Llull was one of those who was name-checked at the launch of Walking on Words last weekend. This initiative combines walking routes (which might equally be cycling or driving routes) with the literary heritage of Mallorca in its different guises - the observational documentary, the novel, the poetic, the folkloric and the fantasy. Across the island there are main centres: Ca N'Alluny, Robert Graves' house in Deya; Casa Llorenç Villalonga in Binissalem; Can Llobera in Pollensa; the Institució Alcover in Manacor, among others.

Between them, these four centres capture these different elements of the island's literary tradition. Graves, the poet, the novelist, weaving an alien's perspective into a Mallorcan framework; Villalonga, the author of the modern tradition with his at times scathing insights into the presence of the early tourists (well before the boom); Miquel Costa i Llobera, fundamental to the new school of Mallorcan poetry and literature; Antoni Maria Alcover, the keeper of the oral tradition, the promoter of the fantastic and the folkloric - Mallorca's "rondalles", the island's fairy and other folk tales.

But of these, there is an intermingling of elements. Costa i Llobera's "El Pi de Formentor", perhaps the best known of all Mallorca's poems, was one of the purest expressions of the Mallorcan imagination, borrowing from a folk tradition inspired by the landscape.
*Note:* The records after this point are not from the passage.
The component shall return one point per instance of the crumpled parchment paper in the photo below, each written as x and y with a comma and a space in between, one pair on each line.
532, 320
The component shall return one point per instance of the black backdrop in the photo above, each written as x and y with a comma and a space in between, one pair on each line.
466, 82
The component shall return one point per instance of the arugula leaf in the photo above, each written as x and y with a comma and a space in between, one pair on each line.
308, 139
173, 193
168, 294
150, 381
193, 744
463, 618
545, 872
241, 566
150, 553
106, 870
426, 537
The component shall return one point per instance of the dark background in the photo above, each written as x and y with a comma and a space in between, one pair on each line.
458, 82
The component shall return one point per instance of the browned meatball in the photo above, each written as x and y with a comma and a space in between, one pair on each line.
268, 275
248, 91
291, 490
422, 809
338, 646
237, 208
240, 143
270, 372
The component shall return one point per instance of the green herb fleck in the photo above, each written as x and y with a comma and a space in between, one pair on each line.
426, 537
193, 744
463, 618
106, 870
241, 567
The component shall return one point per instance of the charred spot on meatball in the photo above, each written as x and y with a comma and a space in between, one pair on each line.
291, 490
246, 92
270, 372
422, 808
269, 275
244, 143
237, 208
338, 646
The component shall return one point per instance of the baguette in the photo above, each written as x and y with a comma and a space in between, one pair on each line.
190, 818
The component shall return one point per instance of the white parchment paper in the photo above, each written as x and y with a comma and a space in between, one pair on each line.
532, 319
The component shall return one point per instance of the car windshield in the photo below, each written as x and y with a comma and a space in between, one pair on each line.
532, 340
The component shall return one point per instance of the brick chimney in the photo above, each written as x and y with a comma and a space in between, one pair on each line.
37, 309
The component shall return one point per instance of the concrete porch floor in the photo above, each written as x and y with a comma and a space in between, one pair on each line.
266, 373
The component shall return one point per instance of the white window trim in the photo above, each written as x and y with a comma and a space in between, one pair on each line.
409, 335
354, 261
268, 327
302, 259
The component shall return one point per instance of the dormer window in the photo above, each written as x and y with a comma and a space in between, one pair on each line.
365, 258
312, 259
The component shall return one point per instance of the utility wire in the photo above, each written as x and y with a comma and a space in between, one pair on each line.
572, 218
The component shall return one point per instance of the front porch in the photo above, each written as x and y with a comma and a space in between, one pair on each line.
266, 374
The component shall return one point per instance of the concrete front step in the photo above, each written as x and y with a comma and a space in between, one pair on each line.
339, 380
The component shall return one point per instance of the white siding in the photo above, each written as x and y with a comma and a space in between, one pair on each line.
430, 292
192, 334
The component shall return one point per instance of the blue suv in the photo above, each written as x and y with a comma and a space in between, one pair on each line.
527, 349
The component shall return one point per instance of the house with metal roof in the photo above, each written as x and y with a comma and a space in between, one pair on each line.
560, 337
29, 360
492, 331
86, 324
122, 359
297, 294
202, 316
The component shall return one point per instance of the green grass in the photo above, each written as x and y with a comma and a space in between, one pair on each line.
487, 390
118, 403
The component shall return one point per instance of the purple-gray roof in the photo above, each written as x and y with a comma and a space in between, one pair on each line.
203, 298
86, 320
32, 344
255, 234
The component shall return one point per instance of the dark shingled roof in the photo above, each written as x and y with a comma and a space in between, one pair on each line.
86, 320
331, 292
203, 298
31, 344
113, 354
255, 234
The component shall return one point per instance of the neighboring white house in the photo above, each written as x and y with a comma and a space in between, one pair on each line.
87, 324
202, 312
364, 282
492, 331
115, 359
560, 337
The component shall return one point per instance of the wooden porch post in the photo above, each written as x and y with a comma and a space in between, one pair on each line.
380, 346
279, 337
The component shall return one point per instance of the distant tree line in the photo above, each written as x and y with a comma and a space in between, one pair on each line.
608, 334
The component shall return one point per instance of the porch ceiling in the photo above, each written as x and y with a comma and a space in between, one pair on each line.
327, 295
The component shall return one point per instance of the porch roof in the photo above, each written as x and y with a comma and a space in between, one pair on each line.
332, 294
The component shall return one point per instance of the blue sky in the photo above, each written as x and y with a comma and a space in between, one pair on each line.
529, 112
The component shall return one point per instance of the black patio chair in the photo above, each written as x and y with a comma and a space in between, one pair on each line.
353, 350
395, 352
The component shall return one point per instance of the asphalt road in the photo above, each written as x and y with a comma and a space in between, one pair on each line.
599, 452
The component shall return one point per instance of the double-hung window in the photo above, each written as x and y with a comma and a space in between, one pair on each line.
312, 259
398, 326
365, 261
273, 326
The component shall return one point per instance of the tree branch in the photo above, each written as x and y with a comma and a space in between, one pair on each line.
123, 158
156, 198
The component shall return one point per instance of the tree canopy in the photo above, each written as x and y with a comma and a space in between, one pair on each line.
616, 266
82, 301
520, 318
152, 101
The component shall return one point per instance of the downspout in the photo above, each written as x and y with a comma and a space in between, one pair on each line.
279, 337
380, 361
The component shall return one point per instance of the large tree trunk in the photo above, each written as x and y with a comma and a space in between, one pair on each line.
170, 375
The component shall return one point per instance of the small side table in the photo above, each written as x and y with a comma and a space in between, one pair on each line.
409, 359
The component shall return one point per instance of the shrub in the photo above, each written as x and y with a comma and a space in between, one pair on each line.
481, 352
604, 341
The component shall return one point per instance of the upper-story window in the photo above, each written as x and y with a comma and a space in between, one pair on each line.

Graves drew on this landscape, one that had enchanted and captivated him. For Villalonga, there was the shifting nature of society and how it determined the landscape, and he was one who was as willing to highlight local pretensions - those of Mallorca's nobility - as he was those of the incomers.

These are, though, but a select few of the writers that the walks embrace. There are all the others, the familiar and less familiar: the Archduke Louis Salvador, Agatha Christie, Jorge Luis Borges, Joan Alcover, Rafel Ginard. And there is also Jules Verne, whose place in Mallorca's literary and touristic past is often overlooked. When a nascent tourism industry was founded in the early twentieth century, it was to France that Mallorca looked as much as it ever did to Britain. This was to be tourism akin to the French Riviera, a winter tourism of mild weather before the Americans, French and Germans invented the suntan and so the whole notion of the summer vacation. And with winter in mind, there is also George Sand and her variously complimentary and condemnatory observations of Valldemossa and Mallorca.

I am intrigued by Walking on Words. Intrigued but also pleased. At the launch presentation, they handed out a map. A map of Mallorca with the routes and the authors. A map of Mallorca's imagination. I salute them.